Gun rights groups ask judge to uphold injunction in NJ carry case

Gun rights groups ask judge to uphold injunction in NJ carry case
AP Photo/Lisa Marie Pane

In the wake of the Bruen decision, a number of states tried to enact laws that would make it virtually impossible to lawfully carry a firearm. Sure, you could get a permit, but it would be so difficult to carry a firearm and comply with the law that your gun rights would seem nonexistent.


When a state did that, though, they immediately found themselves faced with a lawsuit challenging the new law. After all, the Bruen decision expressly warns against such shenanigans.

One such state that ignored that warning was New Jersey.

An injunction was issued, and now gun rights advocates are urging the judge to leave that injunction in place.

Attorneys for Second Amendment advocates fighting New Jersey’s new gun law are urging a federal appeals court to uphold a recent ruling blocking most of the law from taking effect.

State attorneys failed to prove anyone would be irreparably harmed by U.S. District Court Judge Renée Marie Bumb’s order earlier this month affirming people’s right to carry guns in many places state lawmakers banned them, the lawyers wrote in two briefs filed Tuesday in response to the state attorney general’s appeal of Bumb’s order.

Attorneys representing New Jersey gun owners Ronald Koons and Aaron Siegel filed separate challenges the day Gov.

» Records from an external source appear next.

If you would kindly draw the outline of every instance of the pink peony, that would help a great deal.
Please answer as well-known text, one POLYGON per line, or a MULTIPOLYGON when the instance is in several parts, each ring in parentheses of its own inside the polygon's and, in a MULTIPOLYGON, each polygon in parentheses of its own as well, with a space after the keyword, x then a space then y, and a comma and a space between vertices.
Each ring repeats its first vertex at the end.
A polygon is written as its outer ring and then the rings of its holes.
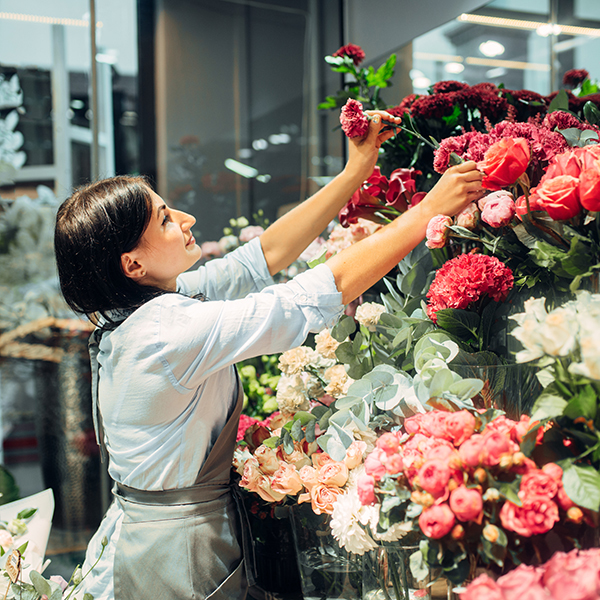
POLYGON ((541 584, 542 573, 543 571, 539 567, 519 565, 514 571, 498 578, 496 583, 506 600, 521 600, 523 594, 531 588, 535 588, 536 594, 538 594, 531 596, 532 598, 544 598, 545 592, 541 584))
POLYGON ((539 205, 555 221, 566 221, 581 212, 579 180, 571 175, 558 175, 536 187, 539 205))
POLYGON ((361 475, 356 482, 356 491, 361 504, 374 504, 377 501, 375 497, 375 479, 370 475, 361 475))
POLYGON ((456 215, 456 224, 473 231, 479 225, 481 213, 475 202, 468 204, 461 212, 456 215))
POLYGON ((452 225, 452 219, 446 215, 437 215, 427 224, 427 242, 428 248, 443 248, 450 234, 448 227, 452 225))
POLYGON ((452 531, 454 513, 447 504, 434 504, 419 516, 419 527, 427 537, 439 540, 452 531))
POLYGON ((383 450, 375 448, 365 459, 365 473, 372 475, 376 481, 379 481, 386 474, 386 461, 387 454, 383 450))
POLYGON ((448 414, 444 425, 453 444, 460 446, 473 435, 475 417, 468 410, 459 410, 448 414))
POLYGON ((339 487, 327 487, 318 483, 310 490, 310 501, 313 511, 317 515, 323 513, 330 515, 333 512, 333 505, 340 494, 343 494, 343 491, 339 487))
POLYGON ((510 192, 498 191, 486 197, 481 220, 491 227, 508 225, 516 214, 515 201, 510 192))
POLYGON ((457 487, 450 494, 450 508, 460 521, 481 523, 483 518, 483 498, 477 489, 469 489, 464 485, 457 487))
POLYGON ((467 308, 485 295, 502 302, 512 287, 512 271, 496 257, 460 254, 437 270, 427 292, 427 315, 435 323, 438 310, 467 308))
POLYGON ((342 487, 348 481, 348 467, 343 462, 326 463, 317 471, 317 481, 328 487, 342 487))
POLYGON ((279 469, 279 458, 277 452, 268 446, 259 446, 254 452, 254 458, 258 461, 265 475, 272 475, 279 469))
POLYGON ((585 69, 569 69, 563 75, 564 85, 570 85, 573 87, 583 83, 590 74, 585 69))
POLYGON ((558 519, 558 506, 546 496, 524 498, 523 506, 507 500, 500 509, 502 526, 524 537, 547 533, 558 519))
POLYGON ((499 464, 503 454, 516 450, 510 438, 499 431, 486 431, 483 435, 483 443, 483 464, 488 467, 499 464))
POLYGON ((356 44, 346 44, 341 48, 338 48, 332 56, 347 56, 352 59, 352 62, 358 66, 363 60, 365 60, 364 50, 356 44))
POLYGON ((369 119, 358 100, 348 98, 340 113, 342 131, 349 137, 363 137, 369 131, 369 119))
POLYGON ((450 468, 441 460, 428 460, 419 470, 419 485, 433 496, 441 496, 450 481, 450 468))
POLYGON ((305 465, 298 471, 298 476, 302 481, 304 487, 310 492, 310 490, 317 485, 317 469, 309 465, 305 465))
POLYGON ((474 579, 464 592, 460 600, 505 600, 500 586, 487 574, 474 579))
POLYGON ((478 467, 483 461, 484 452, 485 439, 478 433, 471 436, 458 449, 461 460, 469 467, 478 467))
POLYGON ((346 450, 346 457, 344 458, 344 464, 349 469, 354 469, 362 463, 362 457, 367 449, 367 442, 356 440, 350 444, 350 447, 346 450))
POLYGON ((219 242, 203 242, 200 246, 203 258, 218 258, 223 256, 223 250, 219 242))
POLYGON ((304 488, 296 467, 286 462, 279 463, 279 469, 273 475, 271 488, 281 494, 296 495, 304 488))
POLYGON ((400 447, 398 437, 393 433, 384 433, 382 436, 377 438, 377 442, 375 443, 377 448, 383 450, 386 454, 395 454, 398 452, 398 448, 400 447))
POLYGON ((248 225, 240 231, 240 242, 249 242, 254 238, 260 237, 265 230, 260 225, 248 225))
POLYGON ((558 484, 556 480, 548 473, 544 473, 539 469, 529 471, 523 475, 523 479, 521 479, 519 496, 522 494, 525 498, 531 496, 554 498, 557 493, 558 484))
POLYGON ((274 490, 271 487, 271 479, 266 475, 262 475, 256 482, 254 490, 265 502, 279 502, 285 498, 285 494, 274 490))

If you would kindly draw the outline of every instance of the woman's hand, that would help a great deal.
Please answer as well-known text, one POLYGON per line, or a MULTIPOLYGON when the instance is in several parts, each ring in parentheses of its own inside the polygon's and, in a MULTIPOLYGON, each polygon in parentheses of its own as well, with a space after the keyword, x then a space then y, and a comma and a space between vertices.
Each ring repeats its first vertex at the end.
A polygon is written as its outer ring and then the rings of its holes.
POLYGON ((483 173, 472 160, 450 167, 423 202, 430 205, 433 213, 452 217, 483 196, 482 179, 483 173))
POLYGON ((344 168, 345 173, 352 175, 359 181, 358 185, 362 184, 373 173, 381 144, 389 140, 399 130, 391 129, 383 133, 380 133, 380 131, 386 125, 391 123, 400 125, 402 122, 400 117, 394 117, 383 110, 368 110, 366 114, 372 117, 369 121, 369 131, 365 137, 348 138, 348 162, 344 168))

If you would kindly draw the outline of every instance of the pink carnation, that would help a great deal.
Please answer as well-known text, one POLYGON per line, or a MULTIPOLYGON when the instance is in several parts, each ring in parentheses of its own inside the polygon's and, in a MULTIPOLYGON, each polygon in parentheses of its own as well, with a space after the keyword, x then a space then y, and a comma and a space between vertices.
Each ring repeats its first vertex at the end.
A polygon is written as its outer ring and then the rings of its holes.
POLYGON ((450 234, 448 227, 452 225, 452 219, 446 215, 436 215, 427 224, 427 242, 428 248, 443 248, 450 234))
POLYGON ((502 527, 524 537, 547 533, 558 520, 558 506, 547 496, 524 498, 522 506, 507 500, 500 509, 502 527))
POLYGON ((249 242, 261 236, 264 232, 265 230, 260 225, 248 225, 240 231, 240 242, 249 242))
POLYGON ((411 106, 413 117, 423 119, 439 119, 452 114, 454 101, 450 94, 435 94, 432 96, 419 96, 411 106))
POLYGON ((333 53, 333 56, 347 56, 352 59, 354 64, 358 66, 363 60, 365 60, 364 50, 356 44, 346 44, 333 53))
POLYGON ((495 256, 460 254, 438 269, 427 292, 427 314, 435 323, 443 308, 467 308, 483 296, 502 302, 513 280, 512 271, 495 256))
POLYGON ((590 74, 585 69, 570 69, 563 75, 563 84, 573 87, 585 81, 590 74))
POLYGON ((447 504, 434 504, 419 516, 419 527, 429 538, 439 540, 454 526, 454 513, 447 504))
POLYGON ((458 92, 459 90, 466 90, 469 84, 462 83, 461 81, 438 81, 433 84, 433 91, 436 94, 447 94, 448 92, 458 92))
POLYGON ((516 207, 512 194, 500 190, 485 197, 481 220, 494 228, 504 227, 512 221, 515 214, 516 207))
POLYGON ((348 98, 340 113, 342 131, 349 137, 362 137, 369 131, 369 119, 363 112, 363 106, 358 100, 348 98))
POLYGON ((460 594, 460 600, 505 600, 498 584, 487 574, 474 579, 460 594))

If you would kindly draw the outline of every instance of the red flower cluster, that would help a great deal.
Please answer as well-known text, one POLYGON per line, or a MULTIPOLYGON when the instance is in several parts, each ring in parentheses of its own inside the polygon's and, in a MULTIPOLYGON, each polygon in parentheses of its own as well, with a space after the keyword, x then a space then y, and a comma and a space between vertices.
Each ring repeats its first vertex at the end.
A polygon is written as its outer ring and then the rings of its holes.
POLYGON ((369 119, 363 112, 363 105, 354 98, 349 98, 340 113, 342 131, 349 137, 362 137, 369 131, 369 119))
POLYGON ((461 600, 596 600, 599 597, 599 548, 557 552, 543 565, 519 565, 497 581, 483 574, 460 594, 461 600))
POLYGON ((356 66, 365 60, 365 52, 356 44, 346 44, 333 53, 333 56, 347 56, 351 58, 356 66))
POLYGON ((495 256, 460 254, 436 272, 427 292, 427 314, 435 323, 443 308, 467 308, 484 296, 502 302, 512 287, 512 271, 495 256))
POLYGON ((525 173, 531 153, 524 138, 502 138, 490 146, 477 165, 483 171, 482 187, 501 190, 513 185, 525 173))
POLYGON ((393 108, 386 108, 386 111, 394 117, 401 117, 404 115, 404 113, 410 112, 411 106, 418 97, 418 94, 409 94, 402 100, 402 102, 400 102, 400 104, 398 104, 398 106, 394 106, 393 108))
POLYGON ((357 223, 359 218, 380 222, 375 213, 385 208, 393 208, 403 213, 410 206, 418 204, 424 192, 416 192, 415 179, 421 171, 416 169, 396 169, 388 179, 375 167, 373 174, 352 195, 342 208, 338 218, 344 227, 357 223))
POLYGON ((563 75, 563 84, 573 87, 583 83, 590 74, 585 69, 570 69, 563 75))
MULTIPOLYGON (((559 506, 567 519, 580 522, 583 511, 564 493, 562 469, 554 463, 540 469, 520 451, 523 437, 536 425, 527 415, 520 421, 500 416, 485 425, 466 410, 434 410, 410 417, 404 422, 408 438, 385 433, 365 459, 359 487, 372 492, 363 493, 361 501, 375 501, 379 486, 389 493, 387 478, 393 478, 411 491, 413 503, 422 506, 419 527, 432 539, 476 536, 478 542, 483 534, 494 543, 498 531, 493 521, 498 514, 503 529, 531 537, 552 529, 559 520, 559 506), (512 482, 522 506, 498 493, 493 484, 497 480, 512 482), (483 528, 469 530, 471 523, 483 528)), ((541 443, 543 432, 538 431, 541 443)))

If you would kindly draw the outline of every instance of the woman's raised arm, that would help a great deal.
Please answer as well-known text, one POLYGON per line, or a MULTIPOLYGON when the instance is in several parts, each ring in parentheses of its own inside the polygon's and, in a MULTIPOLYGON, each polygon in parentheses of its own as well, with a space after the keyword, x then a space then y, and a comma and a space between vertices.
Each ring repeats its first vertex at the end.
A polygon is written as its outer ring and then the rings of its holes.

Phil Murphy signed the law in December. The cases were later consolidated.

In two briefs totaling almost 60 pages, the attorneys repeatedly refer to Bruen, the U.S. Supreme Court case that struck down restrictions on gun carry, as a reason why the state’s bid to halt Bumb’s preliminary injunction is “flawed from start to finish,” as Siegel’s attorneys put it.

“Governments may bar the carrying of firearms in only ‘exceptional circumstances,’” Koons’ attorneys noted, citing Bruen. “The exception cannot become the rule.”


Of course, we need to remember that this is New Jersey. It’s not a state known for valuing the gun rights of its citizens. It was one of those states that was the reason the Bruen decision had to happen. Residents there couldn’t get a permit without a supposedly good cause, and general self-defense wasn’t accepted as a reason.

As a result, people’s gun rights only existed at the whim of a public official.

Since New Jersey can’t do that anymore, they want to make it as difficult as possible to carry a firearm.

The injunction, as it stands, keeps people from being arrested simply because they stray too close to some forbidden location, among other things. So far, the injunctions have protected law-abiding citizens, which is what laws are supposed to do, at least in theory.

Keeping the injunction in place makes perfect sense.

My hope is that the federal court agrees and leaves it right where it’s at, thus denying New Jersey officials the opportunity to jam up law-abiding citizens who just want to exercise their gun rights. Especially in the wake of Bruen.


What will happen? I know what I think should happen, but whether the federal court will agree with me or not remains to be seen. Regardless, even if the injunction doesn’t remain, the time for the law is limited and I think we all know it.